Фредди это как будто слегка смутило. Он не возражал против того, чтобы она молилась за него, он даже, бывало, молился сам, но не думал, что это те слова, которые девушка должна сказать брату при прощании.

— Спасибо, — неловко проговорил он. — Спасибо, сестренка. Ну что ж, мне пора. Надо вернуть этот драндулет Хортону, а то он уже, наверное, боится, что я на нем в какое-нибудь дерево въехал.

Он повернул рукоятку и, когда мотор закашлял, вскарабкался на сиденье.

— Пиши, не забывай, — крикнула Сара, когда он включил передачу.

— Не забуду, — пообещал Фредди и помахал рукой. Автомобиль набрал скорость и скрылся за поворотом.



Вторник, 21 декабря

Приближается Рождество, и мы стараемся украсить палаты, чтобы было поярче и повеселее.

Сегодня мы с Сарой пошли собирать остролист и плющ. Было очень холодно, и небо нависало так низко, как будто вот-вот снег пойдет, но все равно было чудесно побывать в деревне. Я даже сама не понимаю, как душно мне в этом монастыре, пока не выйду из его стен.

Кое-кому из раненых прислали посылки из дома, и это, конечно, замечательно, но мы хотим придумать что-то вроде подарка в рождественское утро для всех. На днях сестра Магдалина получила несколько посылок от Красного Креста, и было решено открыть и разобрать их на Рождество.

Интересно, будут ли мама с папой скучать по мне в это Рождество. В сам день Рождества мне всегда полагалось быть в поместье, но мы обычно встречались в церкви, а на День подарков я приходила домой. Я пойду на Рождественскую вечернюю службу в лагерь. Хотя бы пожелаю Тому счастливого Рождества. Мне ведь нечего ему подарить. А как бы хотелось.

14

Несколько мгновений Сара стояла, глядя на опустевшую дорогу. Потом вытерла со щек слезы, решительно повернула к монастырю и, пока Фредди уже ехал обратно в свой полк на передовой, гадала, увидит ли его когда-нибудь снова.

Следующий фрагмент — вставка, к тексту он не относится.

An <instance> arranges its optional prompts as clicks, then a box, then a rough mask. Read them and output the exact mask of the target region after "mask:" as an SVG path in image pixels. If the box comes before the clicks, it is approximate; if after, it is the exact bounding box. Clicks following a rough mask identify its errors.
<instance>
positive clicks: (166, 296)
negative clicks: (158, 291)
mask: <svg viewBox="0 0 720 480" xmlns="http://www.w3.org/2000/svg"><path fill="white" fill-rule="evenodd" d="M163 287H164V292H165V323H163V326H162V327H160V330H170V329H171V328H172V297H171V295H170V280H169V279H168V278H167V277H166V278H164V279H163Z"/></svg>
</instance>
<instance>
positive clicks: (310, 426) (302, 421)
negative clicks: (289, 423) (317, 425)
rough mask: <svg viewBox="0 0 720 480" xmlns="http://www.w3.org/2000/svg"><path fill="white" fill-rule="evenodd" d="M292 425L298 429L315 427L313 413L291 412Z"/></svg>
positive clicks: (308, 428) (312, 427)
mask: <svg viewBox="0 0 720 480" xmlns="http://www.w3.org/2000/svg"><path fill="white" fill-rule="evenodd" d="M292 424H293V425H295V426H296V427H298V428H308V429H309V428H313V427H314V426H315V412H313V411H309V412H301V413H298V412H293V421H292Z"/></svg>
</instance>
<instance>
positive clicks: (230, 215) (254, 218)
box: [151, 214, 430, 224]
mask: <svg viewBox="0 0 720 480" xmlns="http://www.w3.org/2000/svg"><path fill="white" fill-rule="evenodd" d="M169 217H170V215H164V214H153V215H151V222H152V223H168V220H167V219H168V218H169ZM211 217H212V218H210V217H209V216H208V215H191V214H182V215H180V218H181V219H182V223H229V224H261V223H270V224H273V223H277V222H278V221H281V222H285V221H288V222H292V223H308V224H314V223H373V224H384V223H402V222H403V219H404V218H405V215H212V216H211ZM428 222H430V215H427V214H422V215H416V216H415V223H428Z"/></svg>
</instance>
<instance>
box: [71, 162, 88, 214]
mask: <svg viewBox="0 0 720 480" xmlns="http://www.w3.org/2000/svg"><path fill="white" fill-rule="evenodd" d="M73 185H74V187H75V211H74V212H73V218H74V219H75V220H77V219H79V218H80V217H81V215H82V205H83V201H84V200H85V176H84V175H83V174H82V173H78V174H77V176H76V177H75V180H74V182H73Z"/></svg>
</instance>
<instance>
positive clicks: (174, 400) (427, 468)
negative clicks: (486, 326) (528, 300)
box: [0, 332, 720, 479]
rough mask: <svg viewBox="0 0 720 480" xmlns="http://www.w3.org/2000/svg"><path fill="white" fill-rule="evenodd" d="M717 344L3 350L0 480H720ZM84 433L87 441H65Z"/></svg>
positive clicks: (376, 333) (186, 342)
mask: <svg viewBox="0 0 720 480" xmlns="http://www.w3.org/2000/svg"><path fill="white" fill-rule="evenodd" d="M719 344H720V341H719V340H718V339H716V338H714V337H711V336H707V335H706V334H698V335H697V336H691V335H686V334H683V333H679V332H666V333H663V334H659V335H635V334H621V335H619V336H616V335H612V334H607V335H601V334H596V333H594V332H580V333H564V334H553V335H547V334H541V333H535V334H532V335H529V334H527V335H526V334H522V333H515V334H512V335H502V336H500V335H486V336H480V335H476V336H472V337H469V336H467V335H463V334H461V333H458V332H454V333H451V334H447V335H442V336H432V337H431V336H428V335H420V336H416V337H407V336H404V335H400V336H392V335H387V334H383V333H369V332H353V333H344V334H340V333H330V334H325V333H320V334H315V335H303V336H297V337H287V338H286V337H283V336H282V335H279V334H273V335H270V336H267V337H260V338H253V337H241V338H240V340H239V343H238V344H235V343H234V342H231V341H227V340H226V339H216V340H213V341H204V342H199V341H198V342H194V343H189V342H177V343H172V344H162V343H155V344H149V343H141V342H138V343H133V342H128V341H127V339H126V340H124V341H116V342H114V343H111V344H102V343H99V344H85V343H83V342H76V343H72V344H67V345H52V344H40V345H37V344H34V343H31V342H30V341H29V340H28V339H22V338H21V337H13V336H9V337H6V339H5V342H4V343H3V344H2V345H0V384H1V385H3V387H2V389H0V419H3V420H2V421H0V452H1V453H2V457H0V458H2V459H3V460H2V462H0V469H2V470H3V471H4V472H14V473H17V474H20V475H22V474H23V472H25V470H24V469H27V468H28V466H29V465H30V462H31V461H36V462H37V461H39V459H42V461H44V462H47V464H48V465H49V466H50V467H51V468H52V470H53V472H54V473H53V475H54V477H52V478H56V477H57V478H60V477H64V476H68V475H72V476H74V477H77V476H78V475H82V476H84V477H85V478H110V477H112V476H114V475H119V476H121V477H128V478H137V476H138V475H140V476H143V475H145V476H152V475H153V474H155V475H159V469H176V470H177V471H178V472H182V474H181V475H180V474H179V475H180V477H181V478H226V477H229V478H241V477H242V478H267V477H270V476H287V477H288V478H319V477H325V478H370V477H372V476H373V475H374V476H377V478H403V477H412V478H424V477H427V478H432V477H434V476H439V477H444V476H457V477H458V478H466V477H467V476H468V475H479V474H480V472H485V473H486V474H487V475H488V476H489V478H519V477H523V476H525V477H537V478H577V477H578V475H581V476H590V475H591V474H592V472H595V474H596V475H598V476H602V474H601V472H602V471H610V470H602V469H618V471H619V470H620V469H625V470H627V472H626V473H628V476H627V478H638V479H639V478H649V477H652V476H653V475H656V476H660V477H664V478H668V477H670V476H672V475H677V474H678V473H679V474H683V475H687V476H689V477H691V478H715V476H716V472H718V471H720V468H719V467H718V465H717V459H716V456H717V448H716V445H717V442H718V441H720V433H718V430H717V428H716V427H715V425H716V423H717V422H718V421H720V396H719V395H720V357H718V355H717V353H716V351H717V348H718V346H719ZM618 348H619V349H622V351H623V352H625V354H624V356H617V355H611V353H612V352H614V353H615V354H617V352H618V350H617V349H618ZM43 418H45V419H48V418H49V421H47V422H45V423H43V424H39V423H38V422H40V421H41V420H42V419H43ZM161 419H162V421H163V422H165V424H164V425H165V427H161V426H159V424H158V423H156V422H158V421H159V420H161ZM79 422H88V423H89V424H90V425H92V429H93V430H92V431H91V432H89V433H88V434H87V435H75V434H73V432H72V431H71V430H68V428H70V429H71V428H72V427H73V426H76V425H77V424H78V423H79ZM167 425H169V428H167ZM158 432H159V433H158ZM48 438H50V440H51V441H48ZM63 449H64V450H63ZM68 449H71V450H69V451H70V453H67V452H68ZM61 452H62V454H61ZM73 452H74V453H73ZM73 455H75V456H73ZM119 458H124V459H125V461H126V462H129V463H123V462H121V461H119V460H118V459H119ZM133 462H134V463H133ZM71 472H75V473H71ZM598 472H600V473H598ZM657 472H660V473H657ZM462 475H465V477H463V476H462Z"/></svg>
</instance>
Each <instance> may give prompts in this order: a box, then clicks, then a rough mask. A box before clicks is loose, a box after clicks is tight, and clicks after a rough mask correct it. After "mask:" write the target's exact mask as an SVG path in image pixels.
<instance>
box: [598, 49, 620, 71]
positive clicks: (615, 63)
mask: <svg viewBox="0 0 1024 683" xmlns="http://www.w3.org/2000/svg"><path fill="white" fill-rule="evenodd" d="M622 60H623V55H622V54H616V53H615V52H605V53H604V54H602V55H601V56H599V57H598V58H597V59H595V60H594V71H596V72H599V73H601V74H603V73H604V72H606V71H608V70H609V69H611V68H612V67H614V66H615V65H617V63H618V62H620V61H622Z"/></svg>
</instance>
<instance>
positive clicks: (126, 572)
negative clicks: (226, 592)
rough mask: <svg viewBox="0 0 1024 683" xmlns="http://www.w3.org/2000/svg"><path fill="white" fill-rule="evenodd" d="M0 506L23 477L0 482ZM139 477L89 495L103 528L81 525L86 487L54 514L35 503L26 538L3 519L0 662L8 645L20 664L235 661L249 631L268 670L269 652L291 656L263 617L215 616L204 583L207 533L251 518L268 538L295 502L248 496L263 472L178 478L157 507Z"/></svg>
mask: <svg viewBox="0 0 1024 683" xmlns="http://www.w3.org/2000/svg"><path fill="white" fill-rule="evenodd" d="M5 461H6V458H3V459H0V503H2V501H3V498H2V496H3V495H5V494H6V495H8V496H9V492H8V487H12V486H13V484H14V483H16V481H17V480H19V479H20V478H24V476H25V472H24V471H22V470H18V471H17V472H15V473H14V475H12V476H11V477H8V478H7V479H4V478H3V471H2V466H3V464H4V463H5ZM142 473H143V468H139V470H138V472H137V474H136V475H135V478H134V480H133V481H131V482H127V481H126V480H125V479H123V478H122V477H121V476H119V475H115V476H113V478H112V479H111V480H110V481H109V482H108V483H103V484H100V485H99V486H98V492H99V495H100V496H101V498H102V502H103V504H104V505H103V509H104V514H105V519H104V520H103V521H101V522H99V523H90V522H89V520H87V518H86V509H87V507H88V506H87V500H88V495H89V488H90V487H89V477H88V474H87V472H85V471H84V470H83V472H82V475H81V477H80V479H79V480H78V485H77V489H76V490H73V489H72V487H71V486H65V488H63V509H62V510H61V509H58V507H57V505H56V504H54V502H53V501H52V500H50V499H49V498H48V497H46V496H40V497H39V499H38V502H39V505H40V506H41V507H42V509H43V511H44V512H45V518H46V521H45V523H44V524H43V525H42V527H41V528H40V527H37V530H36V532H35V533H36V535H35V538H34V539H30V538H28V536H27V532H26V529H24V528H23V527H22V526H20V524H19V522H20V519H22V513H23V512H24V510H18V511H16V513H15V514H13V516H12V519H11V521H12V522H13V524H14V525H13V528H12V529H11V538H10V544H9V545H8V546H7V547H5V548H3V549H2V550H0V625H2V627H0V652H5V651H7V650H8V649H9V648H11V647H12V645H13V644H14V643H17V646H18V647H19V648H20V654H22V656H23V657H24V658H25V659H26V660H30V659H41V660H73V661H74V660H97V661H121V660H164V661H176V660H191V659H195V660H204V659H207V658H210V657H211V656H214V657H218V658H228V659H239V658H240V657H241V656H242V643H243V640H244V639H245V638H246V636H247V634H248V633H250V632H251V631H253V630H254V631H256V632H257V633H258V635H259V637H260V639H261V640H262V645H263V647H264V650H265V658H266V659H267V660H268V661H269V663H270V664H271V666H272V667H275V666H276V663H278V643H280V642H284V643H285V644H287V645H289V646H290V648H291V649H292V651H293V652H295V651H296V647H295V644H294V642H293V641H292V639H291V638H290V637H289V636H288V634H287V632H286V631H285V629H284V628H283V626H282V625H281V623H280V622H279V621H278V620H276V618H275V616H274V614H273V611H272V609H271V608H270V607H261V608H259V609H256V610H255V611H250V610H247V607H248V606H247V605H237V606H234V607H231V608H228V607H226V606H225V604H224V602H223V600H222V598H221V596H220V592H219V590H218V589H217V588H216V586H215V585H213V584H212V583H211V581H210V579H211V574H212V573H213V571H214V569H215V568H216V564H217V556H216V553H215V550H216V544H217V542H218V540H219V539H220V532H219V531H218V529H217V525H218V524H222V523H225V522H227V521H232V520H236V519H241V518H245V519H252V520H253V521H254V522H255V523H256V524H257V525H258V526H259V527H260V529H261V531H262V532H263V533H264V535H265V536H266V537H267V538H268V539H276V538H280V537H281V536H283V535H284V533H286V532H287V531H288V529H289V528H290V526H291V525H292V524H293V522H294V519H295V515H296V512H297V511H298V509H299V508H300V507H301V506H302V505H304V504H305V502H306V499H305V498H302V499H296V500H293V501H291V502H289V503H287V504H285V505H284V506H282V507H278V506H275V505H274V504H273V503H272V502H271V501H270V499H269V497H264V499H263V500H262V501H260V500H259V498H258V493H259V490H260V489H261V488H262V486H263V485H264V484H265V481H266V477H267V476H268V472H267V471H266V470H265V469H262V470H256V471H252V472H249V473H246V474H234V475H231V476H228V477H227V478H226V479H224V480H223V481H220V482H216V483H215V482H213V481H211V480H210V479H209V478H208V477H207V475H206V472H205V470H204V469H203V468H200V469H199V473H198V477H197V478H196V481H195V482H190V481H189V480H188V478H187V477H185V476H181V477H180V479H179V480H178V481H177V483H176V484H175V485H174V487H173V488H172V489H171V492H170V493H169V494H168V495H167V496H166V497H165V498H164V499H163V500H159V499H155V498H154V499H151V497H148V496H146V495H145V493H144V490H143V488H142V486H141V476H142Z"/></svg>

Полчаса до ужина она провела в церкви — это ее очень успокоило, и теперь, когда на душе стало не так одиноко, она почувствовала себя в силах идти в трапезную. Еще больше обрадовало ее то, как Молли приняла ее известие — что, хотя Том уже в лагере, его вряд ли отправят обратно на фронт до Нового года.

— Хорошо провели время с братом? — спросила Молли. Сару она давно уже с легкостью называла просто по имени, а вот Фредди не могла.

— Да, очень хорошо, — вздохнула Сара. — Я не могла поверить, что он правда рядом, и время пролетело незаметно. — Она рассказала Молли об их обеде и о рождественских покупках, а затем сказала: — Бьюсь об заклад, ты не угадаешь, куда еще мы ходили.

— Нет. Куда?

— Когда мы беседовали с Фредди, я рассказала ему о Гарри Куке — он ведь из нашей деревни, твой кузен и вообще… — Она помолчала.

— И?

— И он сказал, что знал про то, как Гарри ранили, потому что они были в одной роте. Фредди был его ротным командиром!

Молли все еще не могла сообразить, к чему она ведет. С несколько озадаченным видом она сказала:

— Так значит, ты сказала ему, что Гарри умер.

— Да, а потом сказала, что здесь есть еще один человек из его роты, Том Картер, и предложила навестить его в лагере, пока он здесь… и мы так и сделали.

Наконец-то лицо Молли оживилось.

— Вы ходили в лагерь?

— Да, и видели Тома. Падре велел позвать его в церковь, и мы проговорили несколько минут.